On 2/7/2018 11:40 PM, Srinivas Kashyap wrote:
We have configured Solr index server on tomcat and fetch the data from database
to index the data. We have implemented delta query indexing based on modify_ts.
What version of Solr? Just as an FYI: Since version 5.0, running in
user-provided containers (like Tomcat) is not a supported configuration.
https://wiki.apache.org/solr/WhyNoWar
In our data-config.xml we have a parent entity and 17 child entity. We have 18
such solr cores. When we call delta-import on a core, it executes 18 SQL query
to query database.
Each time delta-import is opening a new session onto database. Log-in and
log-out though happening at a split second, we are finding millions of login
and logout at database.
As per our DBA, login and logout are costly operation in terms of server
resources.
Is there a way to reduce the number of logins and logouts and have a
persistent DB connection from solr?
Directly, with a JDBC driver configured in the dataimport handler?
Probably not. But it looks like there may be a workaround -- setting up
a JNDI datasource in your servlet container, and letting that handle the
connection pooling for you.
http://lucene.472066.n3.nabble.com/how-to-configure-mysql-pool-connection-on-Solr-Server-tp4038974p4039040.html
It is likely that your container can set up connection pooling with most
JDBC drivers, not just MySQL.
The dataimport handler is a useful module, but it has limitations. If
you write your own indexing program that is fully aware of your source
data, you're likely to get better results.

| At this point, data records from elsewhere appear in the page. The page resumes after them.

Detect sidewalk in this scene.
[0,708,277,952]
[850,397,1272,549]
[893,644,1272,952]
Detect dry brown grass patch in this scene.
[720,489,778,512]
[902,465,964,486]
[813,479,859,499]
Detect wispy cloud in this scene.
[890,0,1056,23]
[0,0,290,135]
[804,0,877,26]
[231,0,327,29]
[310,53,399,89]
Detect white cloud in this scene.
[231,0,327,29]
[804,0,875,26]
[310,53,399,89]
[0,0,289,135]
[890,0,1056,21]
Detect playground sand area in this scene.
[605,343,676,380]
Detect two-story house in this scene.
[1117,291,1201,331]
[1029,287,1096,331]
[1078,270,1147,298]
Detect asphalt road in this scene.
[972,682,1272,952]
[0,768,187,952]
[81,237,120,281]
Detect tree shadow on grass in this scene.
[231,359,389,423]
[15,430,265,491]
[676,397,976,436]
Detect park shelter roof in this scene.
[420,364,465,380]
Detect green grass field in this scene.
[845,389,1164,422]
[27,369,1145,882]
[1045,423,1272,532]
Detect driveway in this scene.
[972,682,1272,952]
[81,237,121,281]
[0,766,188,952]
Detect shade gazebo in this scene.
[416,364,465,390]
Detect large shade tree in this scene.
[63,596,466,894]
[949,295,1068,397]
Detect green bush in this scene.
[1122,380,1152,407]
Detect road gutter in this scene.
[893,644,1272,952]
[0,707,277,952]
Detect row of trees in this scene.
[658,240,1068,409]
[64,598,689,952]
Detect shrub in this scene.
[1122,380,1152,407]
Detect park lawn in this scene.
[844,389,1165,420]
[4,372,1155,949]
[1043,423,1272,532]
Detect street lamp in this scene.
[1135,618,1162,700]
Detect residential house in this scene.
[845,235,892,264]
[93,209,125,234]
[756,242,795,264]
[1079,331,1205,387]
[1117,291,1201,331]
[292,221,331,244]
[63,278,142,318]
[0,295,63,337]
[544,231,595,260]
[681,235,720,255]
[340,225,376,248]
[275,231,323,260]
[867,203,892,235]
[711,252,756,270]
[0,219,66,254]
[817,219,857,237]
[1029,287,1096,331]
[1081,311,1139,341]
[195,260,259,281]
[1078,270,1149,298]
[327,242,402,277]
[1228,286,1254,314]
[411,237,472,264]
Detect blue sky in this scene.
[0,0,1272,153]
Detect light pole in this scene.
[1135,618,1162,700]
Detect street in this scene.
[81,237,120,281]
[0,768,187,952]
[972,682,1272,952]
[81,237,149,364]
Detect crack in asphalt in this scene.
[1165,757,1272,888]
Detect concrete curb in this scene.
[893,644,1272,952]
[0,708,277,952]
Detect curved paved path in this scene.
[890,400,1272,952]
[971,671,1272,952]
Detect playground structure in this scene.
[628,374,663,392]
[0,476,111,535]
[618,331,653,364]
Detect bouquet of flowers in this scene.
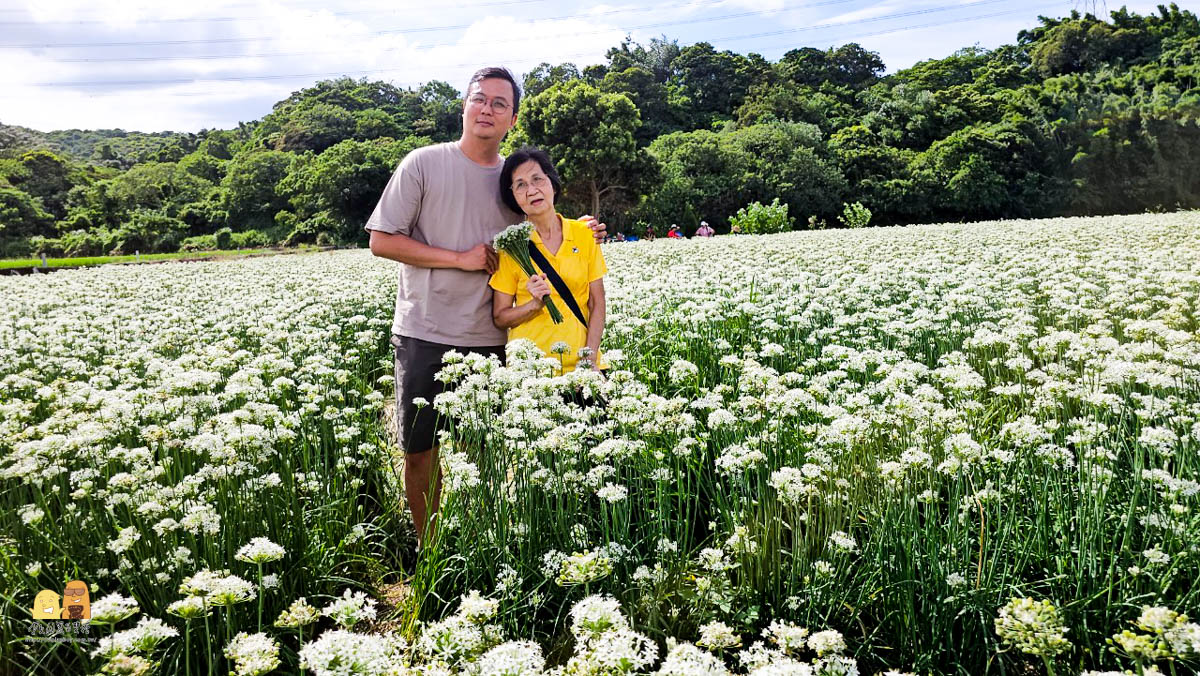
[492,221,563,324]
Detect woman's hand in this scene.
[526,275,551,306]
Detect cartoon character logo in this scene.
[62,580,91,620]
[31,590,62,620]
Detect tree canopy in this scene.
[0,4,1200,256]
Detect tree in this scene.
[521,61,580,97]
[775,42,883,89]
[598,66,688,145]
[278,136,428,244]
[11,150,85,219]
[221,150,295,231]
[720,122,846,217]
[417,79,462,142]
[604,35,682,84]
[672,42,770,128]
[510,79,656,216]
[638,130,751,229]
[275,102,358,152]
[0,187,54,244]
[892,47,991,91]
[109,162,214,217]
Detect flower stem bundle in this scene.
[492,221,563,324]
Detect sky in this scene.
[0,0,1180,132]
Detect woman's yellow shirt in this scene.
[488,216,608,372]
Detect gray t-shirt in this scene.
[366,143,524,347]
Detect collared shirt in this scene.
[490,216,608,372]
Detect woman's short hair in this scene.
[500,145,563,214]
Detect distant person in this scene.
[366,67,605,546]
[488,148,608,373]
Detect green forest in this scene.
[0,4,1200,257]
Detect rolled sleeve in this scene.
[588,244,608,283]
[366,152,422,235]
[487,253,518,295]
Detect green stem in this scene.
[258,562,264,632]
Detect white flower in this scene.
[474,641,546,676]
[809,629,846,657]
[300,629,404,676]
[1141,548,1171,566]
[667,359,700,384]
[275,597,320,629]
[320,590,376,629]
[762,620,809,654]
[570,594,629,640]
[91,592,138,624]
[554,550,612,587]
[91,617,179,657]
[655,639,730,676]
[234,538,287,563]
[596,483,629,503]
[829,531,858,552]
[224,632,280,676]
[696,622,742,652]
[996,598,1070,657]
[458,590,500,624]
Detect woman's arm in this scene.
[492,275,550,329]
[588,277,607,370]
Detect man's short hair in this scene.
[500,145,563,214]
[467,66,521,115]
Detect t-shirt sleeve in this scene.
[366,152,422,235]
[487,251,521,295]
[588,231,608,283]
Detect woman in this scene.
[490,148,608,372]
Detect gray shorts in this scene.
[391,335,504,454]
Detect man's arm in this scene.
[371,231,498,274]
[580,214,608,244]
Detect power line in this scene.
[0,0,710,26]
[0,0,907,49]
[42,0,862,64]
[14,0,1054,96]
[0,0,550,16]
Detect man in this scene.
[366,67,605,544]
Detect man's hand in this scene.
[457,244,500,275]
[580,214,608,244]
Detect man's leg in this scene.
[404,447,442,546]
[392,336,449,546]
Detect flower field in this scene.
[0,213,1200,676]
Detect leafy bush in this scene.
[212,228,233,249]
[730,197,792,234]
[232,231,275,249]
[179,234,217,251]
[838,202,871,228]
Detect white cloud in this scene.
[0,0,1180,131]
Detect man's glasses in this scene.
[467,94,512,115]
[512,177,550,192]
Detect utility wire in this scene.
[0,0,720,26]
[0,0,550,15]
[42,0,862,64]
[7,0,955,49]
[11,0,1051,91]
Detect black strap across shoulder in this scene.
[529,239,588,329]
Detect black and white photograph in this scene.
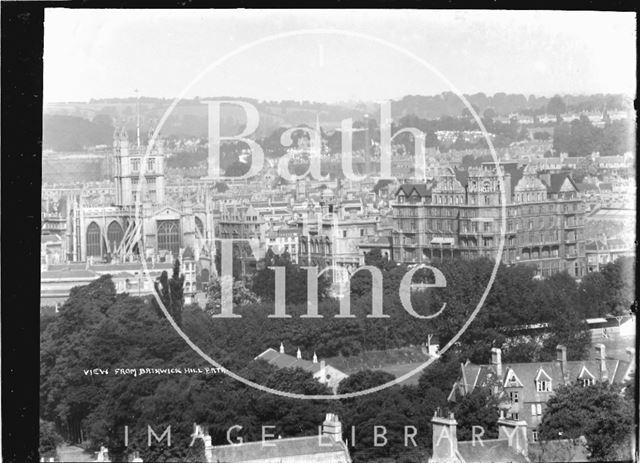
[26,5,638,463]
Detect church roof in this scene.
[210,435,350,463]
[396,183,431,198]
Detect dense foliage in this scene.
[539,383,635,461]
[40,253,633,462]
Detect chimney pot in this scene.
[595,344,609,380]
[491,347,502,376]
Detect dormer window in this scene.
[578,365,596,387]
[535,368,551,392]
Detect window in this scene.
[158,220,180,256]
[87,222,102,257]
[195,217,204,237]
[531,404,542,416]
[536,379,551,392]
[107,220,124,251]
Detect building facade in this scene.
[392,162,586,278]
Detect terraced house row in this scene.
[392,162,586,278]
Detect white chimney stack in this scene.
[322,413,342,442]
[491,347,502,377]
[595,344,609,380]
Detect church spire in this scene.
[134,88,140,149]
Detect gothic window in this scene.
[87,222,102,257]
[195,217,204,237]
[158,220,180,256]
[107,220,124,251]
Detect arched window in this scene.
[195,217,204,238]
[158,220,180,256]
[87,222,102,257]
[107,220,124,251]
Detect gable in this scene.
[560,177,576,192]
[503,368,524,387]
[578,365,596,380]
[536,368,551,381]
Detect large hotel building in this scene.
[392,162,586,278]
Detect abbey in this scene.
[67,129,213,262]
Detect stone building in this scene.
[392,162,586,278]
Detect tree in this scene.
[38,419,63,458]
[538,383,634,461]
[547,95,567,116]
[153,259,184,326]
[338,370,396,394]
[482,108,498,120]
[453,387,499,441]
[206,278,260,314]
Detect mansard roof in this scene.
[396,183,431,198]
[449,358,633,402]
[545,172,579,193]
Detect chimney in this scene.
[624,347,636,365]
[556,344,568,379]
[498,410,529,455]
[431,409,460,462]
[503,172,513,204]
[595,344,609,381]
[322,413,342,442]
[491,347,502,379]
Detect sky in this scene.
[43,8,636,103]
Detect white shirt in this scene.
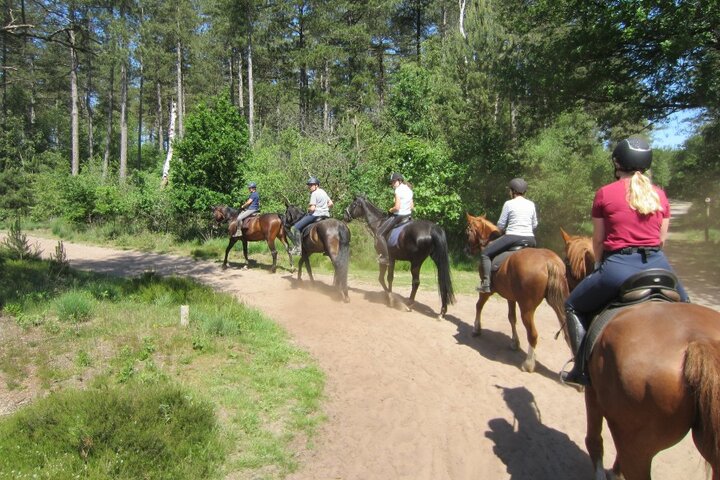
[395,183,413,215]
[497,196,537,237]
[310,187,330,217]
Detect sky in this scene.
[652,109,700,149]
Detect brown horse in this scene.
[212,205,293,273]
[562,232,720,480]
[284,202,350,303]
[466,213,568,372]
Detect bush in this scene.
[0,384,223,480]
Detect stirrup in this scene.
[559,358,589,393]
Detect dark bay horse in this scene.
[466,213,568,372]
[562,232,720,480]
[345,196,455,318]
[285,204,350,302]
[212,205,293,273]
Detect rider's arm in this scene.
[388,193,400,213]
[593,217,605,262]
[660,218,670,247]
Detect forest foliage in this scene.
[0,0,720,241]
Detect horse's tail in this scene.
[335,223,350,293]
[684,339,720,466]
[430,227,455,305]
[545,260,570,324]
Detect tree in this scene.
[170,96,250,213]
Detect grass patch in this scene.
[0,384,224,479]
[0,259,324,479]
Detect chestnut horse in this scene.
[561,231,720,480]
[465,213,568,372]
[345,196,455,318]
[212,205,293,273]
[285,202,350,302]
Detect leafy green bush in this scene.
[55,290,94,323]
[170,96,251,213]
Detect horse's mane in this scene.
[566,237,595,280]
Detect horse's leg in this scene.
[303,253,315,282]
[267,234,277,273]
[473,293,492,337]
[585,386,605,480]
[223,237,238,269]
[241,240,250,270]
[518,303,538,373]
[407,262,422,312]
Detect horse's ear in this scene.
[560,227,570,243]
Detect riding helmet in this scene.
[613,138,652,172]
[508,177,527,195]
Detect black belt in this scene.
[603,246,661,263]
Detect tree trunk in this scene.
[68,26,80,176]
[238,50,245,113]
[176,38,185,137]
[160,102,176,188]
[103,64,115,180]
[155,80,165,152]
[118,60,128,182]
[248,37,255,144]
[137,56,145,172]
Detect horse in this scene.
[561,231,720,480]
[345,196,455,318]
[212,205,293,273]
[465,213,569,372]
[285,202,350,303]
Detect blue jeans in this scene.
[565,250,688,328]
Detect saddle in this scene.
[490,241,533,272]
[240,210,260,228]
[387,215,412,247]
[583,268,680,365]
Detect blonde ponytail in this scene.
[628,171,663,215]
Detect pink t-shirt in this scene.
[592,179,670,251]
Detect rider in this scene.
[290,177,333,255]
[375,173,415,265]
[560,138,688,388]
[234,182,260,237]
[477,178,537,293]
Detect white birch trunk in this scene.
[69,29,80,176]
[248,41,255,144]
[176,38,185,137]
[118,61,128,182]
[160,102,176,188]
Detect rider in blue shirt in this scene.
[235,182,260,237]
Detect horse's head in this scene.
[285,202,305,225]
[210,205,227,223]
[560,228,595,290]
[344,196,365,222]
[465,212,500,255]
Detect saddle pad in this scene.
[490,250,520,272]
[387,222,411,247]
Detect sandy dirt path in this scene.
[25,234,718,480]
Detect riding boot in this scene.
[560,308,590,390]
[375,235,390,265]
[289,226,302,255]
[476,255,492,293]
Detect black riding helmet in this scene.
[613,138,652,172]
[390,172,405,183]
[508,178,527,195]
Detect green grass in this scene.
[0,255,324,479]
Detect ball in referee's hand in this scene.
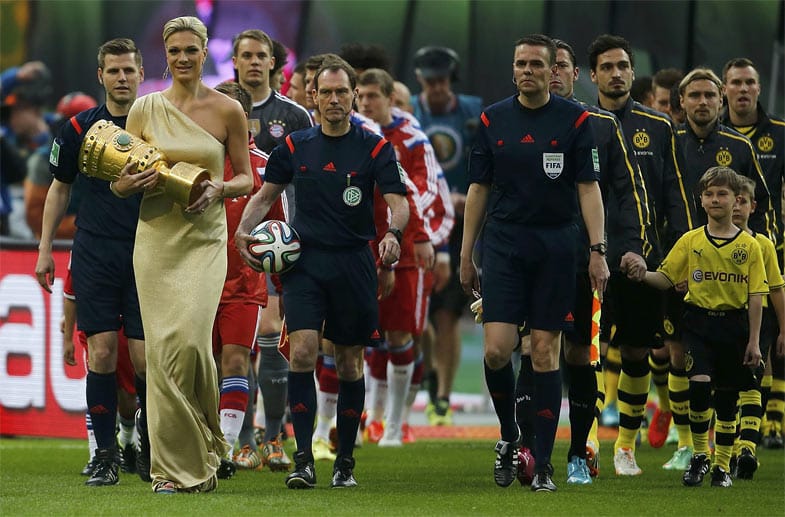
[248,220,300,274]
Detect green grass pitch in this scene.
[0,438,785,516]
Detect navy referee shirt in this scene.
[264,124,406,249]
[469,95,600,227]
[49,104,142,242]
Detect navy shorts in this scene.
[482,223,578,331]
[281,246,381,346]
[71,230,144,340]
[564,271,594,346]
[609,271,664,348]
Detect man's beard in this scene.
[602,86,630,99]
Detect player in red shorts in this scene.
[358,69,450,447]
[213,82,288,479]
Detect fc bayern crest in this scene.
[269,123,284,138]
[343,187,363,206]
[542,153,564,180]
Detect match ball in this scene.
[248,221,300,274]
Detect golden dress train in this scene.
[127,93,229,489]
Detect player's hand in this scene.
[35,251,55,293]
[376,267,395,300]
[379,232,401,266]
[433,253,452,293]
[589,253,611,301]
[185,180,224,214]
[619,251,647,282]
[460,257,480,296]
[63,332,76,366]
[110,162,158,198]
[234,230,264,273]
[414,241,436,269]
[744,342,761,368]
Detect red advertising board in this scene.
[0,246,87,438]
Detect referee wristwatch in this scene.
[589,242,608,257]
[385,226,403,244]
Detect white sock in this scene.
[220,409,245,454]
[85,412,98,459]
[313,390,338,441]
[401,384,420,425]
[117,418,136,447]
[386,361,414,434]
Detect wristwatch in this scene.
[386,226,403,244]
[589,242,608,257]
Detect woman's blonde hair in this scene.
[163,16,207,48]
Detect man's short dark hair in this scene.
[98,38,142,70]
[314,54,357,90]
[588,34,635,71]
[357,68,395,97]
[215,81,253,115]
[722,57,758,83]
[341,43,390,73]
[270,40,289,75]
[553,38,578,67]
[515,34,556,66]
[232,29,273,57]
[652,68,684,90]
[630,75,654,104]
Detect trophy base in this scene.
[164,162,210,207]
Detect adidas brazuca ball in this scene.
[248,221,300,274]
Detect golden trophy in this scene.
[79,119,210,206]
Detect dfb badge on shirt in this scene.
[542,153,564,180]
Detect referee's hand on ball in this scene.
[379,233,401,266]
[234,230,264,273]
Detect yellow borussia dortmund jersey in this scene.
[658,226,769,310]
[755,233,785,307]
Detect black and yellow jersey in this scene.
[676,122,779,240]
[657,226,769,311]
[612,97,700,254]
[753,233,785,307]
[720,102,785,245]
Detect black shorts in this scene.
[564,271,604,346]
[609,271,663,348]
[662,287,687,341]
[482,224,578,331]
[71,230,144,340]
[428,219,469,318]
[281,246,381,346]
[682,304,756,389]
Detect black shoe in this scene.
[681,454,711,486]
[215,458,237,479]
[532,463,556,492]
[286,451,316,488]
[120,443,136,474]
[134,409,153,483]
[493,440,518,487]
[736,447,758,479]
[81,456,98,476]
[85,449,120,486]
[330,456,357,488]
[711,466,733,488]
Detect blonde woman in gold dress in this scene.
[127,16,252,494]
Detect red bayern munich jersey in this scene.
[382,112,455,248]
[221,139,286,305]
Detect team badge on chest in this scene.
[542,153,564,180]
[343,186,363,206]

Something else to consider -- sometimes by clever use of SQL JOINs, you
can put the information gathering done by child entities into the main
query of the parent entity. If you can do that and eliminate all your
child entities, then Solr will make exactly ONE query to your database
for any import operation, and you won't need to worry about reusing open
connections.
Thanks,
Shawn